I think there are some in the industry who believe vendors might boycott anyone trying to organize private dealerships into a large buying group, if you will. Of course, a vendor would be a complete fool to consider such a move. Short of having a lousy product that the DU vetting team would easily identify, every vendor in the industry should recognize the win-win-win results that this service will deliver.
From needing just one salesrep to secure just one contract, and sending just one invoice and receiving just one check when you are talking about hundreds or thousands of dealer-clients; everything about a service like this is a win for honest vendors. I suspect many providers who are successful at surviving the vetting and contract negotiation processes will even designate specific support staff to manage the customer service inquires of the group’s stores. (This is something most vendors do now when they secure an agreement with a MegaDealer Group.)
Given that some dealer groups don’t even have centralized billing or purchasing, vendors often give preferred pricing based on a group’s size without enjoying any of the benefits that should come from dealing with a large group.
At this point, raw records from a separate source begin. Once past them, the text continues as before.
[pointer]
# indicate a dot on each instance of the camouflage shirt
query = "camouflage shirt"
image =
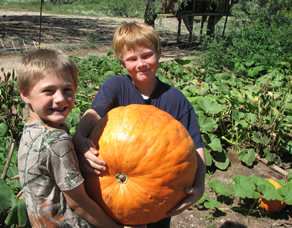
(48, 165)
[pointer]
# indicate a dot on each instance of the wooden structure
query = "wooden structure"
(203, 8)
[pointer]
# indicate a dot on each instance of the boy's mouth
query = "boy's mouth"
(58, 109)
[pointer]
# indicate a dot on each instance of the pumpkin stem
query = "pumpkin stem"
(121, 178)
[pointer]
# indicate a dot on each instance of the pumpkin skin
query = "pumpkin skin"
(150, 159)
(272, 205)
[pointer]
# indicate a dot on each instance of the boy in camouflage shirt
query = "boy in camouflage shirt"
(48, 166)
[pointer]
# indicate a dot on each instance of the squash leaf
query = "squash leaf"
(220, 188)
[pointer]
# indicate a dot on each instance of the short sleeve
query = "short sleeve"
(63, 165)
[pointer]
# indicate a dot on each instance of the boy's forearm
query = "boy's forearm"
(201, 168)
(87, 209)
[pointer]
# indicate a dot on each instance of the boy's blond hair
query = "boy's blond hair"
(38, 64)
(132, 35)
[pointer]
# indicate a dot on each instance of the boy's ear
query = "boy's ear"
(24, 96)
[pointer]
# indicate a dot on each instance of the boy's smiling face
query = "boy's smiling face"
(51, 99)
(141, 63)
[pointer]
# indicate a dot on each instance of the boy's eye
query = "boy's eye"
(48, 91)
(147, 55)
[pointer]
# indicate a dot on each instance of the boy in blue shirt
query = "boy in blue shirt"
(137, 46)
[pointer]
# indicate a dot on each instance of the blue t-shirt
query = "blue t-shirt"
(119, 90)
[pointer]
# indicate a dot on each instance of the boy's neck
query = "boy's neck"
(146, 89)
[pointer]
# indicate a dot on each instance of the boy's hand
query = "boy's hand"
(194, 194)
(88, 160)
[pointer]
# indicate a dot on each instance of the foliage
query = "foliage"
(251, 187)
(248, 46)
(266, 11)
(11, 106)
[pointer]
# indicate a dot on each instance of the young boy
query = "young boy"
(48, 167)
(137, 46)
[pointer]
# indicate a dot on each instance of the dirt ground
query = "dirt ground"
(84, 36)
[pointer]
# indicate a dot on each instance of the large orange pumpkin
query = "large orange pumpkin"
(150, 160)
(272, 205)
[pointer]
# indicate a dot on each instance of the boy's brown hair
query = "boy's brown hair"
(37, 64)
(133, 35)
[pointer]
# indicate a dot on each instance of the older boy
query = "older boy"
(48, 167)
(137, 46)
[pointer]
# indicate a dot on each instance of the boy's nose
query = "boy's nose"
(141, 62)
(59, 97)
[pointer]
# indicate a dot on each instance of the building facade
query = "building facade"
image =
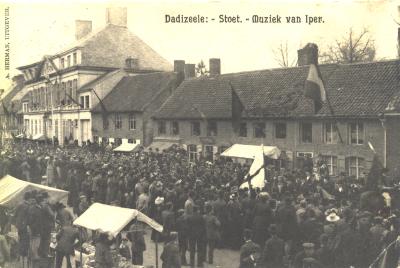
(62, 88)
(274, 111)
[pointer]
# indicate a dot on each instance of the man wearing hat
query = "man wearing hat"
(249, 252)
(274, 249)
(170, 255)
(48, 220)
(306, 258)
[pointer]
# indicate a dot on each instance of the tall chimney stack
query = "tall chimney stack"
(398, 42)
(117, 16)
(190, 71)
(179, 67)
(82, 28)
(307, 55)
(215, 67)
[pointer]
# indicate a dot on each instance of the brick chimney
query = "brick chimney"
(179, 68)
(18, 79)
(307, 55)
(132, 63)
(117, 16)
(215, 67)
(190, 71)
(398, 42)
(82, 28)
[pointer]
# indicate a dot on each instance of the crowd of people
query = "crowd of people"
(301, 218)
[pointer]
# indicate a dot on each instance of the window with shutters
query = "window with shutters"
(69, 91)
(306, 132)
(118, 121)
(162, 128)
(354, 166)
(195, 128)
(212, 128)
(132, 122)
(74, 58)
(280, 130)
(175, 128)
(192, 153)
(356, 133)
(74, 88)
(331, 162)
(243, 130)
(330, 133)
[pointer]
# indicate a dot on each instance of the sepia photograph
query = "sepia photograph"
(216, 134)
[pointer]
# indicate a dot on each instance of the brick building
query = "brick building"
(129, 107)
(10, 120)
(273, 110)
(64, 87)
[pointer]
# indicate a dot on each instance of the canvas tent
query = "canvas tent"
(250, 151)
(257, 153)
(12, 191)
(126, 147)
(112, 219)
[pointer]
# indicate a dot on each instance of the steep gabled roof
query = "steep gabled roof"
(133, 93)
(7, 100)
(110, 46)
(354, 90)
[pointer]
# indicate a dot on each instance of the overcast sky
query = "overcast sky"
(46, 28)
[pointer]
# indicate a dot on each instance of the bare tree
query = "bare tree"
(354, 47)
(282, 55)
(201, 69)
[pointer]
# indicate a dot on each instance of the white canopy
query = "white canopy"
(38, 137)
(12, 191)
(126, 147)
(160, 145)
(257, 153)
(112, 219)
(250, 151)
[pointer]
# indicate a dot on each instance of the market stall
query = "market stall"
(12, 191)
(127, 147)
(111, 220)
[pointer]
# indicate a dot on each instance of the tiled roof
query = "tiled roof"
(9, 96)
(110, 46)
(353, 90)
(133, 93)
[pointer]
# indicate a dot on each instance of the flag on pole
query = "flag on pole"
(237, 109)
(314, 87)
(256, 170)
(104, 111)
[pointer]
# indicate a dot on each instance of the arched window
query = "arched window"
(355, 166)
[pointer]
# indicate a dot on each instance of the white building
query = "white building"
(54, 106)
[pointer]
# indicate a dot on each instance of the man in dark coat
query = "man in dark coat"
(249, 252)
(274, 250)
(182, 228)
(48, 220)
(170, 255)
(197, 237)
(307, 258)
(21, 222)
(212, 230)
(262, 219)
(65, 244)
(35, 224)
(136, 236)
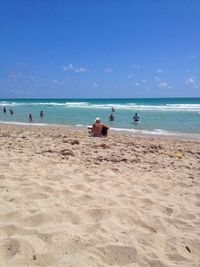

With a service like this, preferred vendors will enjoy lower selling, marketing, and administrative expenses; and reach a larger group of dealers than any one traditional group could deliver.
So the question on every vendor’s mind seems to have been “When and where can we sign up?” The short answer is you can’t. As Jesse likes to put it: “Don’t call us; we’ll call you. We work for the dealers. The dealers tell us where their biggest pain points are and we work from there.”
In a nutshell, once the Dealers United team receives our marching orders from our members, we’ll create and distribute an RFP to the various providers of a given product or service; and begin the selection process at that point.
Can This Service Become a Reality?
I am grateful to have Jesse Biter as a business partner – he has proven that he can build a successful, ethical and sustainable business. Plus, we’ve surrounded ourselves with a great team and we are building our member-dealer base at an astonishing rate. Additionally, I think having an actual dealer principal on board will help keep the company on track and focused on what’s most important to our dealer-clients.
In many ways I see myself as the protector of the group’s vision. As a working dealer principal, I have a vested interest in ensuring our team does everything to keep that vision alive and well.
While there will certainly be detractors (particularly the snake-oil salesmen whose products would not withstand the selection process), I can honestly write that I’ve never had higher expectations for a new company’s acceptance across the board in automotive. With margins being squeezed from all sides, it is absolutely critical for Private Dealers to lower their costs without sacrificing service. If we don’t, we’ll be out of business.
Haven’t We Heard This Before?
Nope. Not even close.
While there have been organizations/groups/blogs formed with the intention of helping dealers determine the right products/services/vendors to deliver specific solutions, all of those came with inherent flaws – including the easy manipulation by unscrupulous vendors to game product rankings and to guide/influence the group discussions. These are not subject matter experts helping out dealers in need; these are snake-oil salesmen disguised as industry thought leaders with a single focus: how can we separate the dealer from his or her hard-earned money?
Before a service like Dealers United, it was all too easy; as small, Private Dealers lacked the necessary expertise to determine whether a vendor was an asset or not. My goal with Dealers United is that Private Dealers will never have to figure that out for themselves again.
Of course, that’s just my biased opinion. What do my fellow Private Dealers think?